SRE book notes: Effective Troubleshooting

Hercules Lemke Merscher - Jan 27 '23 - - Dev Community

These are the notes from Chapter 12: Effective Troubleshooting from the book Site Reliability Engineering, How Google Runs Production Systems.

This is a post of a series. The previous post can be seen here:


“Be warned that being an expert is more than understanding how a system is supposed to work. Expertise is gained by investigating why a system doesn't work.” — Brian Redman


there’s little substitute to learning how the system is designed and built.

As once said by Confucious: “I hear and I forget. I see and I remember. I do and I understand.”

Practice is essential, go get' em!


Formally, we can think of the troubleshooting process as an application of the hypothetico-deductive method given a set of observations about a system and a theoretical basis for understanding system behavior, we iteratively hypothesize potential causes for the failure and try to test those hypotheses.


Finally, we should remember that correlation is not causation

correlation is not causation

However…

as systems grow in size and complexity and as more metrics are monitored, it’s inevitable that there will be events that happen to correlate well with other events, purely by coincidence.

Understanding failures in our reasoning process is the first step to avoiding them and becoming more effective in solving problems.


An effective report should tell you the expected behavior, the actual behavior, and, if possible, how to reproduce the behavior.


Ask "what," "where," and "why"

A malfunctioning system is often still trying to do something—just not the thing you want it to be doing. Finding out what it’s doing, then asking why it’s doing that and where its resources are being used or where its output is going can help you understand how things have gone wrong.

In many respects, this is similar to the “Five Whys” technique introduced by Taiichi Ohno to understand the root causes of manufacturing errors.

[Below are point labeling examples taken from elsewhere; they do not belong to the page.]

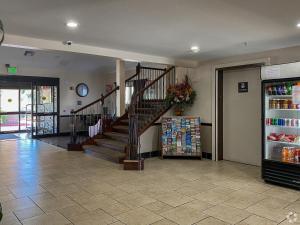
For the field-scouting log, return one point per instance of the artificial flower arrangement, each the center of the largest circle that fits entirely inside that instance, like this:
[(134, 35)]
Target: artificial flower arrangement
[(181, 95)]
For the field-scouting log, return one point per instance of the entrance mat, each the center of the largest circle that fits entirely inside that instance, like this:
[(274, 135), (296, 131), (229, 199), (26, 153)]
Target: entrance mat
[(8, 136)]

Once you’ve come up with a short list of possible causes, it’s time to try to find which factor is at the root of the actual problem. Using the experimental method, we can try to rule in or rule out our hypotheses. For instance, suppose we think a problem is caused by either a network failure between an application logic server and a database server, or by the database refusing connections. Trying to connect to the database with the same credentials the application logic server uses can refute the second hypothesis, while pinging the database server may be able to refute the first, depending on network topology, firewall rules, and other factors. Following the code and trying to imitate the code flow, step-by-step, may point to exactly what’s going wrong.

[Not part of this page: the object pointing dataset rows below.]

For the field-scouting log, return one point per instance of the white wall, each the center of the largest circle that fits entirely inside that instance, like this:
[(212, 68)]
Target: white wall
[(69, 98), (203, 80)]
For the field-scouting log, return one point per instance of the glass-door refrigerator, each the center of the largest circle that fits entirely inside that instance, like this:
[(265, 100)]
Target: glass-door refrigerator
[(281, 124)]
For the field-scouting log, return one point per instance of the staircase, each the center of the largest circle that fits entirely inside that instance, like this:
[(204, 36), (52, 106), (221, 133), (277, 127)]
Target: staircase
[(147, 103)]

If you performed active testing by changing a system—for instance by giving more resources to a process—making changes in a systematic and documented fashion will help you return the system to its pre-test setup, rather than running in an unknown hodge-podge configuration.

Nowadays, if your company already adopted the immutable infrastructure way of managing the infra and its configurations, this advice may seem outdated if taken word for word.

Documenting your thought process and troubleshooting steps is still valuable to share later on with your teammates in the form of documentation or a runbook.


Publish your results.

It’s tempting and common to avoid reporting negative results because it’s easy to perceive that the experiment "failed." Some experiments are doomed, and they tend to be caught by review. Many more experiments are simply unreported because people mistakenly believe that negative results are not progress.

Do your part by telling everyone about the designs, algorithms, and team workflows you’ve ruled out. Encourage your peers by recognizing that negative results are part of thoughtful risk taking and that every well-designed experiment has merit. Be skeptical of any design document, performance review, or essay that doesn’t mention failure. Such a document is potentially either too heavily filtered, or the author was not rigorous in his or her methods.


Adopting a systematic approach to troubleshooting—as opposed to relying on luck or experience—can help bound your services’ time to recovery, leading to a better experience for your users.